I don't have a problem with any translation because, to me, the concepts are all the same even if a word is changed here or enemies, forgive, Salvation, add fruits of Spirit, deny self, get rid of malice ..., and the 1000 other concepts in the Bible. No one has successfully shown me where a word changed has made the verse opposite of its meaning.

My question to you is... How can you say the KJV is the 'only accurate translation we currently have in the English language," when the KJV is a translation of (Bishops Leaves) a translation (Great Bible) that was a translation of the Tyndale Bible which was a translation of two translations (Latin Vulgate and German translation)?

To me, having a translation directly from the Greek, Hebrew and Aramaic is more accrue. But like I said I don't care what people read. I'm happy if they are reading it at all. Even someone reading the Living Bible or the Message will understand Jesus' life, death and resurrection and all the concepts I mentioned above.

I personally read several versions when I study. I get a fuller, richer meaning out of many different words.

By the way, I read read the four articles you suggested. I could send four that rebuff those, but it would only be from 4 more closed minded people like those writers who have an agenda and then we would just have 8 close minded people who think their way is the only way and the correct way which leaves NO ROOM FOR GOD TO WORK.

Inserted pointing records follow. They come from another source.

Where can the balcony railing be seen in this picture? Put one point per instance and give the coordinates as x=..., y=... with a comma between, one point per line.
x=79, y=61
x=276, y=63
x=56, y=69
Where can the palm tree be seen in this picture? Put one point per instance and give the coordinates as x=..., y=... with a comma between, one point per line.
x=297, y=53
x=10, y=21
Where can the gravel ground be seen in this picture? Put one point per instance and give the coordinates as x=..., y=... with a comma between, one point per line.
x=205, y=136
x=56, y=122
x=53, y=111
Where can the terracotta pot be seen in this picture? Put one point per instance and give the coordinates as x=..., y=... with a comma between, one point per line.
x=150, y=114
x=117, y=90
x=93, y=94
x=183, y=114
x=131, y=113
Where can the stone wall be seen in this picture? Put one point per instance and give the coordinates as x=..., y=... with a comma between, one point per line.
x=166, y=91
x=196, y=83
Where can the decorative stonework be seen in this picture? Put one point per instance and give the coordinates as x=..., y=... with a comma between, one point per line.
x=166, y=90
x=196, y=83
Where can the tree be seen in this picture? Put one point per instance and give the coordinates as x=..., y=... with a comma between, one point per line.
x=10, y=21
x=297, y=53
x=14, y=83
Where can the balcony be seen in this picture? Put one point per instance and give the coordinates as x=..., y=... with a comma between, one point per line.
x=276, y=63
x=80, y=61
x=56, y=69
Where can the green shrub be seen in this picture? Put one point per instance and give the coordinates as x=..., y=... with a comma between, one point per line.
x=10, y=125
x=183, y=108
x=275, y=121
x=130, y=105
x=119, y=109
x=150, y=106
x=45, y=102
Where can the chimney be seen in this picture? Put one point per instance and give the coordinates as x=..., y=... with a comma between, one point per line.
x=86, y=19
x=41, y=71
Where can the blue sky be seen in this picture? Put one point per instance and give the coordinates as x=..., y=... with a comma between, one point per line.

I tend to say to each his own [Bible] and allow God to work. I don't want to limit God when I realize I am doing it. I'm sure I limit Him unknowingly enough as it is with my view on things anyway.

Anonymous said...

To just label the other writers (and by inference, me) "closed minded" is in itself rather closed minded! BTW, I USED to fully agree with your stated views on this subject, but as I began to dig deeper into this subject and through my own bible study over the years I began to see the subtle differences in "translation" and the effects that it has on God's WORD! I could've provided more links showing the literal differences and how the NIV, for example has changed over 64000 words. Still doubt, compare the older NIV to the newest 2011 NIV. To answer your question regarding why I believe the KJB is the only accurate translation, I can not give you a simple pat answer in a comment, but the articles I mentioned (and links to additional articles) go into the many gory details explaining the many reasons. God Himself says that He regards His WORD above His very NAME (Psalms 138:2) and that man shall live by every word that proceedeth out of the mouth of God. Matt 4:4! I'm not trying to start an argument or anything nor did I come to my conclusions suddenly, but over a long period of time and simply invite you and your readers to dedicate prayer and research to this critical topic, as Satan has every incentive to attempt to corrupt God's word!